Monday, January 27, 2014

Who’s On the Throne?

My husband and I attended a great Christian marriage conference this past weekend. In one of the sessions the speaker was talking about how the heart and worship affects every area in our lives. Worship is our identity before it is our activity. He went on to say how romance is not the cause of a good marriage but the result of worshipping the right thing. Do we worship God Almighty, the creator of the universe or do we worship self? In other words, “Who’s on the throne?”

While he was speaking about how self-worship can negatively impact a marriage, my husband leaned over and said, “Boy does this apply to a narcissist like your Mom!”

As a narcissist, she continually has herself on the throne and leaves no room to share it with anyone not even the Lord God Almighty. She is the queen of her universe and the only god she truly worships. When she is reminded that she is not on what she considers her rightful throne, or not given her duly deserved adoration and attention, that is when hell breaks loosed for whoever is the cause or just happens to be nearby.

For many years, because of my Mom’s manipulation, control and fear she had instilled in me, I not only let Mom be on her throne, but in many ways let her ascend to a throne in my own life. Many times my fear of her was greater than my awe and faith in God.  I let my fears and peace-keeping at any cost put her on a throne intended for God alone.

Four years ago, I was blessed with a friend who, as she became very close to me, shared about her mom who is a clone of ours. What a blessing and support my friend has been in learning to deal with a narcissistic mom! She is a bit further in the process of healing, forgiving, setting boundaries and not taking the undeserved blame than either of us. One day, a couple years ago, I was lamenting how to deal with Mom when feeling like her current manipulations went against what I believed to be true. My friend wisely asked me, “Who’s on the throne of your life? Is it your mom or God?" Ouch!! Boy did that make me pause and think.

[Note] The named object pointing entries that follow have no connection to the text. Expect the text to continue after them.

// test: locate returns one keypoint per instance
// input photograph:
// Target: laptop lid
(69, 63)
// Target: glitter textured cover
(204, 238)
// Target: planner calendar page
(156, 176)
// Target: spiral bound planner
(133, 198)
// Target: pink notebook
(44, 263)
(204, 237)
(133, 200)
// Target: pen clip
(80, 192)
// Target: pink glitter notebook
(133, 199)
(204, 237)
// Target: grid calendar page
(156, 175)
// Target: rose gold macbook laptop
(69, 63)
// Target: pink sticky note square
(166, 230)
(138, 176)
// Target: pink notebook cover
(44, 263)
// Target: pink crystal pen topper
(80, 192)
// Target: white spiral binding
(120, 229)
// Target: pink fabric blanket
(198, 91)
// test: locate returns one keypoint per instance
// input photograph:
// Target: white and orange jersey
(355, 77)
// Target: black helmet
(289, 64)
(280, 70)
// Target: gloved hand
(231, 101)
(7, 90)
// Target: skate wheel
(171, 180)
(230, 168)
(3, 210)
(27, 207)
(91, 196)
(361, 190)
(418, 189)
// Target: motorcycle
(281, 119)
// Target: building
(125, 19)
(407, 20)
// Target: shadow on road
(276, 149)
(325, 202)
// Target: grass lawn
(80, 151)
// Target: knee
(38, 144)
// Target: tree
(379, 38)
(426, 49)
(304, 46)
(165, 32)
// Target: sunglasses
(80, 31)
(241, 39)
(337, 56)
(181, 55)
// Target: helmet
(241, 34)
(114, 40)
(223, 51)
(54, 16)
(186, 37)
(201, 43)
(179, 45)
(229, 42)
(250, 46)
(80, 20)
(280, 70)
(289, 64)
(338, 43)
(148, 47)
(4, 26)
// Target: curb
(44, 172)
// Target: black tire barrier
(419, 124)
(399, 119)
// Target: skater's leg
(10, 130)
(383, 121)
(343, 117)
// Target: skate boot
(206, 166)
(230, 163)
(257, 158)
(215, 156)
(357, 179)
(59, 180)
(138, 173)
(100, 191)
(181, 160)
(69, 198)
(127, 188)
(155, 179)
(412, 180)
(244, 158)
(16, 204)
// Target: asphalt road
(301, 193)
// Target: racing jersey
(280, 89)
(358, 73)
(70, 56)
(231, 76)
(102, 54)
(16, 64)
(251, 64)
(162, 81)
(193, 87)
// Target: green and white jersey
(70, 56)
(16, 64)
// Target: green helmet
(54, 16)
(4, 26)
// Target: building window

Since then, when issues come up, I try to, in the midst of the upheaval of emotions, remind myself she is not going to be allowed to climb unto the throne in my heart which is meant for God alone. I have purposed to not allow that idolatry to happen anymore! I still struggle with the dread, fear, panic and walking on eggshells in every encounter yet I also know my God is bigger, more powerful, full of love, grace, truth, peace and joy. She can no longer cause me physical abuse. Mom may destroy my sense of peace, my ego and my reputation, but she cannot destroy my faith and hope in Jesus Christ or my assurance of eternity with Him. 

I have begun to realize, that my taking her off of the throne does not cause her to become nastier. The nastiness is already in her heart. What I do or do not do does not cause the rages, the cussing out, the insults or verbal abuses. It is just what is inside her already leaking out.

This concept is illustrated so well in this passage of scripture.

Luke 6:43-45
43“For no good tree bears bad fruit, nor again does a bad tree bear good fruit, 44 for each tree is known by its own fruit. For figs are not gathered from thorn bushes, nor are grapes picked from a bramble bush. 45The good person out of the good treasure of his heart produces good, and the evil person out of his evil treasure produces evil, for out of the abundance of the heart his mouth speaks.

So I continually remind myself the ugliness that spews out of her is from the overflow of her evil heart and not because of what I do or do not do. Do I like encountering this evil overflow, of course not! I so long for it to end, pray for a miracle or do all I can to avoid it. Now I realize and accept I must reserve the throne of my heart for God and living to please Him, no matter how much it ticks her off. If she wants to continually worship the false idol of herself there is nothing I can do about it. But to my God and to who I am in Christ, I must remain faithful and true.

May I ask you today, “Who’s on the throne?” Are you letting the narcissist in your life continue to rule or is the God of the universe ruling your heart?

Praying God grants you the faith and the strength you need to dethrone your narcissist.